Schwedter Raffinerie bietet attraktive Perspektiven

Die imposante Kulisse der PCK-Raffinerie beeindruckt bereits jene, die an dem größten Industriestandort in der Uckermark vorbeifahren. Doch über tausend Besucher wagen mehr als nur einen Blick auf die Chemieanlagen und in die Labore.

Kim Schütz (zweite von links) freute sich über das große Interesse am Beruf der Chemielaborantin.
Matthias Bruck Kim Schütz (zweite von links) freute sich über das große Interesse am Beruf der Chemielaborantin.

Wenn Kim Schütz früher, als sie noch eine Schülerin war, an der Schwedter Raffinerie vorbeifuhr, fragte sie sich oft, was wohl hinter diesen Mauern vor sich gehen möchte. „Ich fand das total spannend und war furchtbar neugierig“, erinnert sie sich. Jetzt ist Kim Schütz Auszubildende im zweiten Lehrjahr und weiß schon ziemlich genau, was in der gewaltigen Industrieanlage, die genauso groß ist, wie die Stadt Schwedt, geschieht. Kim Schütz ist eine angehende Chemielaborantin. Und in dieser Eigenschaft stand sie im weißen Kittel im Lehrlabor der PCK-Ausbildungsstätte und erklärte den Schülerinnen, Schülern und deren Eltern, die zur diesjährigen „Langen Nacht der Ausbildung“ im PCK gekommen waren, worauf es so ankommt bei der Ausbildung zur Chemielaborantin. In den anderen Abteilungen waren es ebenfalls Lehrlinge, die den Jugendlichen die verschiedenen Berufsfelder erklärten. „Lehrlinge verstehen am besten die Sprache der Jugendlichen, sie können am besten und für ihr junges Publikum am authentischsten rüberbringen, warum es sich lohnt, Chemikant oder Laborant zu werden“, berichtet Roswitha Flöter von der PCK Raffinerie GmbH. Entsprechend groß war das Interesse, „Wir haben über 1000 Besucher gezählt, so viel wie noch nie“, erklärt Roswitha Flöter.

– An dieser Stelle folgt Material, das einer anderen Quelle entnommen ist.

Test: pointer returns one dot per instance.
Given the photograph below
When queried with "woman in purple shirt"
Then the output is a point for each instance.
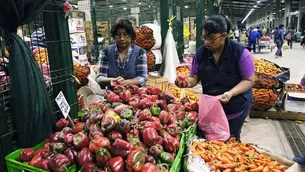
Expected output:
(226, 69)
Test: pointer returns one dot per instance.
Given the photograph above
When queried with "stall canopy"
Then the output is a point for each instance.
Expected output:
(30, 101)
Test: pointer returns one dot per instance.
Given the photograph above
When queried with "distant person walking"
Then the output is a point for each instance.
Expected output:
(289, 36)
(279, 40)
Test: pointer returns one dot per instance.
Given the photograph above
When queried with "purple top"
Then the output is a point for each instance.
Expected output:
(246, 67)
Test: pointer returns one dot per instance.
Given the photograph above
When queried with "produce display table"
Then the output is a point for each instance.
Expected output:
(273, 114)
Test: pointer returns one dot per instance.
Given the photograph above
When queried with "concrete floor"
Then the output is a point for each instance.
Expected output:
(268, 133)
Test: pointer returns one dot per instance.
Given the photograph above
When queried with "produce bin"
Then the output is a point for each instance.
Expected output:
(185, 136)
(159, 82)
(15, 166)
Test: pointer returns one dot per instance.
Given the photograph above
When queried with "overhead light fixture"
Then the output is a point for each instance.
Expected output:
(247, 15)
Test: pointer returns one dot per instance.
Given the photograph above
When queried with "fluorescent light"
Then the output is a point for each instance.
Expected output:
(247, 16)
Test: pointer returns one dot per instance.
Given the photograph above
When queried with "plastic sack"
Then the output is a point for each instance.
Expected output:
(285, 46)
(212, 119)
(170, 56)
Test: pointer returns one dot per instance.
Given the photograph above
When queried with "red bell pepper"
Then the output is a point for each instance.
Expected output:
(99, 142)
(151, 137)
(167, 158)
(122, 126)
(115, 164)
(71, 154)
(164, 117)
(149, 167)
(62, 123)
(170, 144)
(119, 108)
(78, 127)
(118, 89)
(192, 116)
(125, 96)
(132, 134)
(145, 103)
(144, 115)
(134, 102)
(150, 159)
(113, 135)
(68, 139)
(58, 147)
(121, 148)
(135, 161)
(155, 150)
(59, 163)
(102, 155)
(80, 140)
(26, 155)
(172, 129)
(96, 115)
(133, 89)
(142, 90)
(162, 104)
(89, 167)
(84, 156)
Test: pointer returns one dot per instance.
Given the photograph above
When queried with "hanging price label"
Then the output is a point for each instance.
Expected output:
(63, 104)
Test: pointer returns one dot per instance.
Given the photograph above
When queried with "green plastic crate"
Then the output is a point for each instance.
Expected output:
(16, 166)
(191, 131)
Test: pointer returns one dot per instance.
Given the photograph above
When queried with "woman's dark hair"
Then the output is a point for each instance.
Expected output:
(217, 24)
(123, 23)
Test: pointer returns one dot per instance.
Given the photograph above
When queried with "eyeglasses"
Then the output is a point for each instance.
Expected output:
(124, 35)
(210, 39)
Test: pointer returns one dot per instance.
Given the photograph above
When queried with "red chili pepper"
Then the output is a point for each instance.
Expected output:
(150, 136)
(115, 164)
(135, 161)
(99, 142)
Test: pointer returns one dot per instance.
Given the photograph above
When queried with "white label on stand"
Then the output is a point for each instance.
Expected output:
(63, 104)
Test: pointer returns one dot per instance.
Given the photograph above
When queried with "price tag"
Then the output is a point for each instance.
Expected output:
(63, 104)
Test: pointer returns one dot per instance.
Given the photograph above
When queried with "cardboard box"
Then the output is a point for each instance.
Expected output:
(294, 102)
(76, 25)
(80, 50)
(78, 39)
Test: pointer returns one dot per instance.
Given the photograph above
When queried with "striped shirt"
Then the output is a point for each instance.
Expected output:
(37, 39)
(142, 72)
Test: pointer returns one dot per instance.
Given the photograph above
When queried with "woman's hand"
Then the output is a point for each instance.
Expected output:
(226, 97)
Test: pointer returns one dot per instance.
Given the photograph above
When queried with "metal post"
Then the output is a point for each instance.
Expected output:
(163, 19)
(200, 17)
(94, 27)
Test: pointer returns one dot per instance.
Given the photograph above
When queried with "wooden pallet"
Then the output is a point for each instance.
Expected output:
(272, 114)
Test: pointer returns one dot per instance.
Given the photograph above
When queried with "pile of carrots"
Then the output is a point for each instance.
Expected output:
(233, 156)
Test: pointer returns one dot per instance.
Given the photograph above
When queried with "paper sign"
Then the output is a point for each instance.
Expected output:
(63, 104)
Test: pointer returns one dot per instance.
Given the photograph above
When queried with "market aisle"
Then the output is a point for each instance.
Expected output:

Busse der UVG standen für Rundfahrten über das abendliche PCK-Gelände bereit, inklusive eines Stopps, um die moderne Messwarte des Unternehmens besichtigen zu können. Es war das fünfte mal, dass das PCK zu einer solchen Aktion eingeladen hatte. „Sie ist ein Teil unserer Strategie für die Gewinnung von Nachwuchs für die Raffinerie“, erklärte PCK-Geschäftsführer Jos van Winsen.

Jährlich stellt PCK 30 Auszubildende ein. Bewähren sie sich in der Ausbildung, erhalten sie in der Regel eine weitere Anstellung von mindestens einem halben Jahr. „Viele haben wir mittlerweile aber auch übernommen, andere sind in andere Firmen der Region gegangen. Wir bilden nicht nur für unseren Bedarf aus, sondern darüber hinaus. Das gehört sich als großes gutes Unternehmen aber auch so“, versicherte van Winsen.